A few studies have investigated the role of weight loss on urinary incontinence. Most of these studies were in overweight or obese women19-22 and have found that weight loss resulted in significant improvement in continence. There was a suggestion of an increase in the odds of urinary incontinence in the women who have lost weight compared to those who have maintained a BMI below 25 kg/m2. This could indicate the effect of early overweight/obesity status on urinary incontinence, although the results must be interpreted with caution due to the small sample size of the group that have lost weight (n=20). We found that being underweight at ages 20 or 26 years was associated with lower risk of experiencing symptoms of stress incontinence, which could be due to the fact that at age 43 the majority of these women (69%) had BMI in the normal range.
Our study reinforces the view that high BMI has chronic effect on urinary incontinence. Across adult life, high BMI may lead to mechanical stress on the urogenital tissues. Noblett et al36 has found strong correlations between BMI and intra-abdominal pressure and intravesical pressure that suggested obesity may cause a chronic state of increased pressure that stresses the pelvic floor. This supports the theory that BMI acts as an aggravating condition rather than a true risk factor.37 While the results here also point towards the accumulative effects of the duration of overweight/obese status on the risk of experiencing severe incontinence, we are unable to disentangle these fully from those of the timing of weight gain. It was found that a higher proportion of long-term overweight or obese women had already experienced symptoms of severe incontinence by the time of first report at age 48 years compared with women who were underweight or of normal weigh (16% versus 6%). This difference widens by the age of 54 (22% versus 8.0%), which suggests that their symptoms may worsen over time. Given such deleterious effects and the worldwide rise in the prevalence of obesity, further research should consider as a priority questions on both the timing of onset of urinary incontinence and its severity with age so as to help target public health messages more effectively.
Conclusion
Across adult life, higher BMI for women was linked with subsequent symptoms of stress incontinence in midlife. For severe incontinence there was evidence to suggest an accumulative impact of excessive BMI, with those who were overweight or obese since early in adult life having more than doubled their risk of severe incontinence compared with women whose BMI remained below 25kg/m2. Women who became overweight or obese by age 20 were also at greater risk than women who were first classified as such at the age of 43 years. The results provide further strong incentive for young women to maintain their weight in a normal range throughout adult life.
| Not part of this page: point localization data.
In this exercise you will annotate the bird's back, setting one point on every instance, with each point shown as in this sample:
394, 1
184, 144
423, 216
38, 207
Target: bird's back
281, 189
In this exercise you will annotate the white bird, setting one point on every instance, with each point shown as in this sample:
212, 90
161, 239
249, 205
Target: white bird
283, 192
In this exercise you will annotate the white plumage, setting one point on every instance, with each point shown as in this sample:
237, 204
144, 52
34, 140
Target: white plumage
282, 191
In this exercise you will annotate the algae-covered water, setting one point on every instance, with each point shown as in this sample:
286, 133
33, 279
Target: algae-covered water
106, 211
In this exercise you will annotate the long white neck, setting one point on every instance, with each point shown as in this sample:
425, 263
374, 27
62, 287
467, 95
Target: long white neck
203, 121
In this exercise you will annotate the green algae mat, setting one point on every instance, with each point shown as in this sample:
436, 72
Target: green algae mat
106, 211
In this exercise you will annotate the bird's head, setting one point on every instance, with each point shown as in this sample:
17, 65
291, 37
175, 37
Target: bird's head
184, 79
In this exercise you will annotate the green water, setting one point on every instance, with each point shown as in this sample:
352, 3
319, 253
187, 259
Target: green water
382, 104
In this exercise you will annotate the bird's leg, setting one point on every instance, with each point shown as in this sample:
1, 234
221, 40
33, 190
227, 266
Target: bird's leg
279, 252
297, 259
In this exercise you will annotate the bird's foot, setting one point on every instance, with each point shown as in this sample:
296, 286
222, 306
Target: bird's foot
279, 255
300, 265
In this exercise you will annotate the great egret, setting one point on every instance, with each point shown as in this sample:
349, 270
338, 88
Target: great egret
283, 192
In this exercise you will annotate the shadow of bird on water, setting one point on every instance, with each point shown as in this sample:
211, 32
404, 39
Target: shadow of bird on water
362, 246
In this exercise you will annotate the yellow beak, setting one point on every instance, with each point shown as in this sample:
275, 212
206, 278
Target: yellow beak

Future research should consider both the timing and duration of obesity and urinary incontinence to understand better the aetiology of the condition and to assist with targeting public health messages more effectively.
Acknowledgments
Funding: The Wellcome Trust Grant provided financial support for GM. The Medical Research Council provided funding for the National Survey of Health and Development and financial support for DK, RH.
Footnotes
Competing interests: None declared
Ethical approval: North Thames Multicentre Research Ethics Committee.